Blind eyes can "see light" with new drug
- 20 Feb
Animal studies have shown that a drug is able to restore the eyes ability to sense light after blindness.
Rods and cones in the retina have a job to react to light; however they can de destroyed by disease. A study in the journal ‘Neuron' has revealed that a chemical could give "support-duty cells" in the eye the power to respond readily to light.
Experts have said that it was a fascinating concept which may lead to treatments, however more research was needed.
Researchers at the University of California, have focused on a type of nerve cell in the eye - retinal ganglion cells, reports the BBC. They've designed a chemical called Denaq which changes shape in response to light. The shape-shift alters the chemistry of the cell and results in electrical signals being sent to the brain.
Testing Denaq on blind mice found their site to be restored to a degree of vision; however the effects wore off quickly, but the mice were still able to detect light a week later.
One of the researchers, Dr Richard Kramer, said: "Further testing on larger mammals is needed to assess the short and long-term safety of Denaq.
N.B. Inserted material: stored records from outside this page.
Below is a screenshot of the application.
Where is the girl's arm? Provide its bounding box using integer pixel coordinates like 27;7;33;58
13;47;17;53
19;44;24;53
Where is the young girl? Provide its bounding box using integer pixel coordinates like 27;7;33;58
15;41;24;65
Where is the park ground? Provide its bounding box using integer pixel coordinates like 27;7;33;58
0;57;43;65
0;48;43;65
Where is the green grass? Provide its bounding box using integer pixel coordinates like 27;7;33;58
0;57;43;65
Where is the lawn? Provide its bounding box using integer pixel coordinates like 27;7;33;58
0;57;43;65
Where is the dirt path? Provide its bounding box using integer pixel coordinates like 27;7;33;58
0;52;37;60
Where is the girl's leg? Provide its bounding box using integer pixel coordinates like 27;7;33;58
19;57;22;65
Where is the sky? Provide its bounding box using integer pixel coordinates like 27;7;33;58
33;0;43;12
It will take several more years, but if safety can be established, these compounds might ultimately be useful for restoring light sensitivity to blind humans. How close they can come to re-establishing normal vision remains to be seen."
Researchers hope that the drug could eventually help with diseases such as retinitis pigmentosa and age-related macular degeneration.
Professor Astrid Limb, from the Institute for Ophthalmology at University College London, told the BBC: "It's a very interesting concept that you can stimulate the remaining cells. However, there is still a lot of work to do before this research can be applied to humans."